Along the way, Justice acquires a big, ugly female admirer, gets involved in motor hijinks, and tries to steal back the fish from Cletus and Dusty Trails (Colleen Camp), a former used car salesman who hooks up with the faux Bandit for no discernible reason other than it's in the script.
All right, at this point you're going "WTF?" and rightly so. This whole film is a mess. How can a movie filled with stunts and action scenes be so boring? Very, very easily. Just put together filmmakers with no talent or vision, give them a script that's hackneyed at best, and let 'er rip!
The movie is filled with stupid and pointless scenes. A long sequence feature Ku Klux Klan members attacking two black truck drivers is tasteless and poorly realized, and is indicative of the movie's general theme -- crude sequences thrown together with little rhyme or reason.
The only part of the movie that made me laugh was a brief sequence where Buford and Junior Justice are in a hotel room filled with sexual deviants, and each time they open door Buford comments on the situation. "Looks like a union meeting," he mentions, followed by "Get away from that or you'll get the herpes!" which are both just as stupid as anything else in this movie. An opening sequence spoofing "Patton" made me crack a smile, but that was all.
Reed is simply awful in the role of the Bandit, and plays the role like a third grader who got the part of a lifetime and can't stop gleaming. Maybe someone should have told him that being proxy to a legend isn't a compliment.
And of course, the big question is: WHERE IS BURT REYNOLDS? The answer? AS FAR AWAY FROM THIS MOVIE AS HUMANLY POSSIBLE! Heck, compared to this, "Cannonball Run 2" is a masterpiece. And yes, it did hurt to say that.
Gleason should have known better, but still, any moment he's on screen is a welcome relief in this turkey. His Southern-baked comments are old hat but this time, but at least they remind of you of a time when his character was actually entertaining. And he sure beats the endless amount of screen time eaten up by Paul Williams and Pat McCormick extra corny dialogue as the Enises. They're just bad. Really bad.
In the only inspired moment of the movie, Reynolds shows up in a brief cameo dream sequence near the end, almost like a bone being tossed to the audiences who stuck it out through the whole film.

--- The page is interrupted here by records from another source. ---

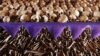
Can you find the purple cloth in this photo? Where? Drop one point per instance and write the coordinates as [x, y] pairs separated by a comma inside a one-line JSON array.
[[54, 28]]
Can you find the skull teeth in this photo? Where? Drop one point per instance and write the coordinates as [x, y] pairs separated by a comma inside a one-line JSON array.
[[55, 29]]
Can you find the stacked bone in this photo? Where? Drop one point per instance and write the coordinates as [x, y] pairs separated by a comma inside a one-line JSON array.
[[49, 10]]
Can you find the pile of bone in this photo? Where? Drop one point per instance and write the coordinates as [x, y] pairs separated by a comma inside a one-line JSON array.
[[45, 45], [49, 10]]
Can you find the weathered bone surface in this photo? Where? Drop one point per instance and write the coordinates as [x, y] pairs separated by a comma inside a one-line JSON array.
[[55, 29]]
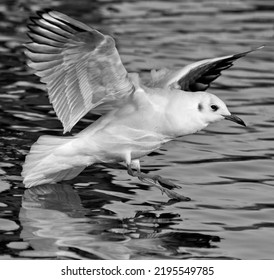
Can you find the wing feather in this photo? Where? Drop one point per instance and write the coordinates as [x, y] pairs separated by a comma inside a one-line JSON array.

The scene isn't funny, but it shows that there is some sort of epic relationship between Smokey and the Bandit. The sequence belonged in a better movie, but sadly, that will never happen now.
What else? Oh yeah, what can you say about a race movie so bad that even Hal Needham won't direct it? His replacement, Dick Lowry, seems to have no particular talent of his own, and justly returned to directing television shortly after. Screenwriters Stuart Birnbaum and David Dashev worked on one more movie together, the 1987 comedy "Summer School" which is actually pretty good, but never wrote another script. I suppose it's best to bow out with something good on your resume.
One final note -- there is apparently a whole different version of this film where Gleason plays both Justice and the Bandit that test audiences were not very fond of. Reed was added for new footage to fill the gaps, which explains why he doesn't even show up until half an hour into the movie. I doubt the first version could have been worse than the finished product.
The first "Smokey and the Bandit" was at least a fun experience. This is just a third rate rip-off, even going so far as to shamelessly steal scenes from the first movie, only redoing them in horrible fashion. This whole movie is a lifeless, by-the-numbers effort, and completely devoid of any true redeeming qualities. Unless you really enjoyed the first two movies and have some sort of sick curiosity, I suggest you avoid this abortion of a movie at all costs.
Two out of ten stars. A sad waste of Gleason's talent in the final years of his life, and now thankfully a largely forgotten motion picture.